This is getting beyond small wars and into "the bureaucracy of a large government: why it sucks," but literally the day before 9/11, on September 10, 2001, Donald Rumsfeld announced that since the mid 70s, I believe, the Pentagon had lost (not put into black programs, LOST) $2.3 BILLION dollars. On a yearly basis, the Pentagon can't keep track of somewhere between 15 and 25 percent of it's budget.
It's been said over and over, and there's a tendency to ignore it, but if proper accounting practices and defense contract discipline were put in place at DoD (and throughout the government as a whole) they could spend enough to make even the Air Force happy and still cut the current budget.
The dilemma facing the United States is that we do have security needs that require a massive military. But historically, nations that spend large chunks of their national fortune on the military do not long maintain their economies.
The unfortunate tenures of Robert McNamara and Donald Rumsfeld as SecDef could have been remarkable successess if they had not been forced into managing wars, which they did poorly. Both had the knowledge and the rough personalities to ramrod more efficiency into the Pentagon's spending process, which is EXACTLY what is needed.

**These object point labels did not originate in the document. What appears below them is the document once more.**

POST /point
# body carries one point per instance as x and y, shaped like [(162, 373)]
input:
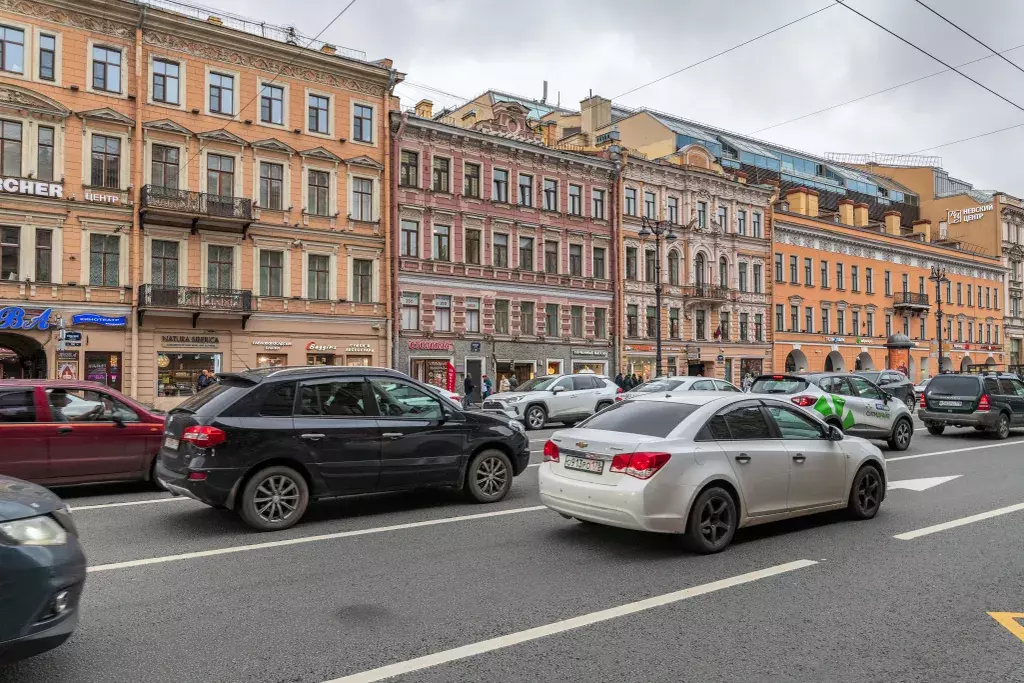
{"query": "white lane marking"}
[(306, 539), (946, 453), (921, 484), (916, 534), (169, 499), (536, 633)]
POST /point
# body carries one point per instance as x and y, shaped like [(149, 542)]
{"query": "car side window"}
[(796, 425), (17, 406), (336, 398), (400, 399)]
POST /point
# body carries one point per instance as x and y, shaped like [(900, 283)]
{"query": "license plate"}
[(584, 465)]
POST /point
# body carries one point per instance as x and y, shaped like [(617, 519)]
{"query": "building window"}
[(47, 56), (525, 317), (105, 161), (363, 281), (410, 311), (104, 257), (442, 243), (631, 202), (320, 193), (501, 250), (318, 276), (500, 191), (271, 183), (271, 272), (221, 93), (410, 241), (166, 82), (473, 247), (526, 253), (550, 195), (597, 204), (320, 114), (105, 69), (363, 199), (409, 173), (164, 263), (219, 174), (576, 260), (44, 154), (472, 314), (44, 255), (441, 173), (599, 262), (471, 181)]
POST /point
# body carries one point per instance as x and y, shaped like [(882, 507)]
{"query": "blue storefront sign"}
[(14, 317), (93, 318)]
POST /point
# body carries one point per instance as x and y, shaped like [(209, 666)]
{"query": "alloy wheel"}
[(276, 498)]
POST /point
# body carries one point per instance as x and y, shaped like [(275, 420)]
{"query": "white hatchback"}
[(704, 465)]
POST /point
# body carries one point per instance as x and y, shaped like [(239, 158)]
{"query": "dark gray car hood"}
[(19, 499)]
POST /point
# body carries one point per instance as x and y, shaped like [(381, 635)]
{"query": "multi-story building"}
[(505, 251), (210, 191)]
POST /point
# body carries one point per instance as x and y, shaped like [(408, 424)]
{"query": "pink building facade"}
[(504, 252)]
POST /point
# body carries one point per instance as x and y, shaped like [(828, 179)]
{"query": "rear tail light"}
[(204, 435), (639, 465), (550, 453)]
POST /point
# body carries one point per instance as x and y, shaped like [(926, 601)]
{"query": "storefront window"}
[(177, 374)]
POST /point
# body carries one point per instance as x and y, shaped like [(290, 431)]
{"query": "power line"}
[(953, 25)]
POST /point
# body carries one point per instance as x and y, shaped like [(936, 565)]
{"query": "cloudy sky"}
[(463, 47)]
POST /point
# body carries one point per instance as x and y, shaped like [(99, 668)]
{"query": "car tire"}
[(273, 499), (713, 521), (865, 494), (901, 434), (488, 476), (536, 417)]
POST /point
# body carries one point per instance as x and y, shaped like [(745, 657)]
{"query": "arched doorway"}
[(22, 357), (796, 361), (835, 363), (864, 361)]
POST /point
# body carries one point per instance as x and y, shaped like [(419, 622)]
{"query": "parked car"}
[(849, 401), (67, 432), (670, 385), (565, 398), (265, 442), (704, 465), (895, 383), (987, 402), (43, 570)]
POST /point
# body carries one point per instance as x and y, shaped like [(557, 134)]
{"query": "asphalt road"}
[(450, 591)]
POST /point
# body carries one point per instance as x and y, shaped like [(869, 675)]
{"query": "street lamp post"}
[(657, 228)]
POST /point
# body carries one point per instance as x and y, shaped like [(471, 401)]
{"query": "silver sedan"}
[(704, 465)]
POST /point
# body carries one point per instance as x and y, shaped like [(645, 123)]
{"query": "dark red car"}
[(54, 432)]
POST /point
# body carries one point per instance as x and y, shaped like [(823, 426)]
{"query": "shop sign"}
[(189, 340), (421, 345), (15, 317), (32, 187), (93, 318)]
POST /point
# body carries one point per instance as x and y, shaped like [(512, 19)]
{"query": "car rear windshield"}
[(954, 386), (648, 418), (778, 385)]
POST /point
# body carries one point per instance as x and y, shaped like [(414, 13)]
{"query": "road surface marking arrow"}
[(1009, 620), (921, 484)]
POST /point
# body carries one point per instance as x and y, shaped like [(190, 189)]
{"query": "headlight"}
[(33, 531)]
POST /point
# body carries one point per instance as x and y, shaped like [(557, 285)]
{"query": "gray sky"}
[(466, 46)]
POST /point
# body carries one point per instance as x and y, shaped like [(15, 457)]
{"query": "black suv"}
[(987, 402), (263, 442)]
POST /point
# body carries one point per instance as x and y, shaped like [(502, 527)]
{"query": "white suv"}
[(565, 398)]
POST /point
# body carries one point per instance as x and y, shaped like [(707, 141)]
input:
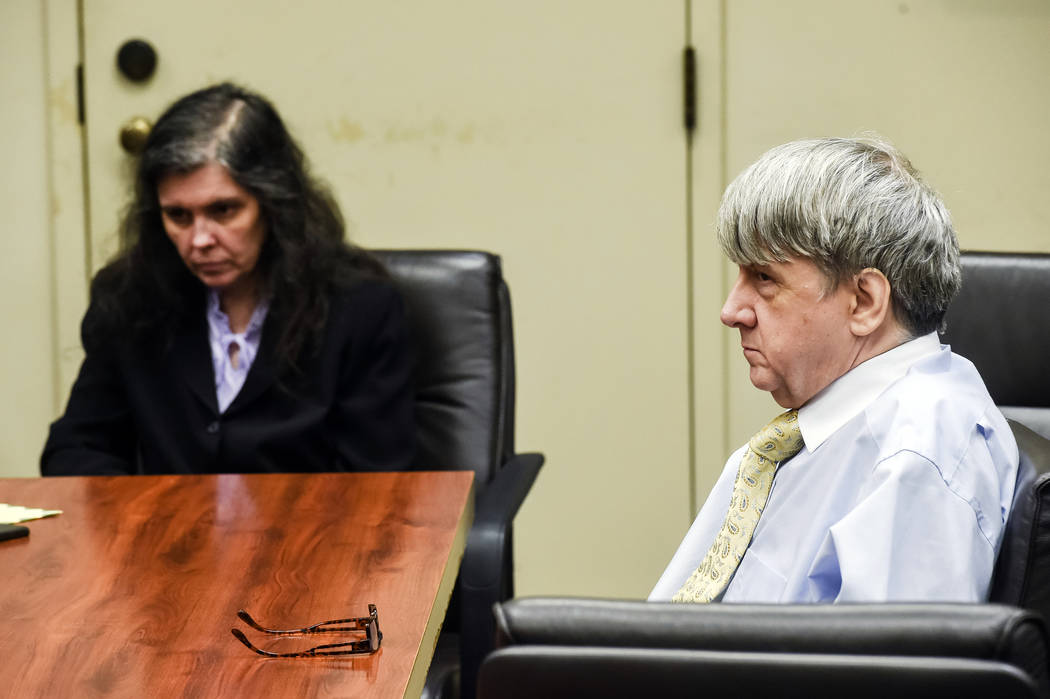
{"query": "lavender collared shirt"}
[(229, 379)]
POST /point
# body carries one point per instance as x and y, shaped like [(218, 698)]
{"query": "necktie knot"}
[(779, 440)]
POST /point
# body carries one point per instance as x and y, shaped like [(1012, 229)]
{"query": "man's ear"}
[(870, 305)]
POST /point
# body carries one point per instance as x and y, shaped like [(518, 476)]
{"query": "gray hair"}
[(847, 205)]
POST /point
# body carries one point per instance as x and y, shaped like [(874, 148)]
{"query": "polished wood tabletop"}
[(133, 589)]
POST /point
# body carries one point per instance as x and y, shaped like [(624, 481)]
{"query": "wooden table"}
[(132, 591)]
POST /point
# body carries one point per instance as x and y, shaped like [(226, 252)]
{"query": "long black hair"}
[(147, 290)]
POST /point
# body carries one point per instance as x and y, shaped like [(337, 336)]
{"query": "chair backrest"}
[(999, 322), (555, 648), (459, 311), (1022, 575)]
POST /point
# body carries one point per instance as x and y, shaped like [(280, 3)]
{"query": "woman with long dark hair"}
[(236, 331)]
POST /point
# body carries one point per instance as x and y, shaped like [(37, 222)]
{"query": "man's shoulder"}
[(935, 410)]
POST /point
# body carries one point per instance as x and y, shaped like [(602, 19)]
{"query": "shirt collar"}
[(853, 392), (219, 322)]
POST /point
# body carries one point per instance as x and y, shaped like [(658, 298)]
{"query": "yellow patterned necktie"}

Just like granite state said, so much of it is domestic politics and makes no economic sense. If any corporation, responsible to its stockholders, was run the way our government (and especially the Pentagon) is, the CEO and Board of Directors would have been fired and probably defenestrated.
And theoretically, the stockholders of the US government are US citizens. Accountability is simply a fiscal necessity.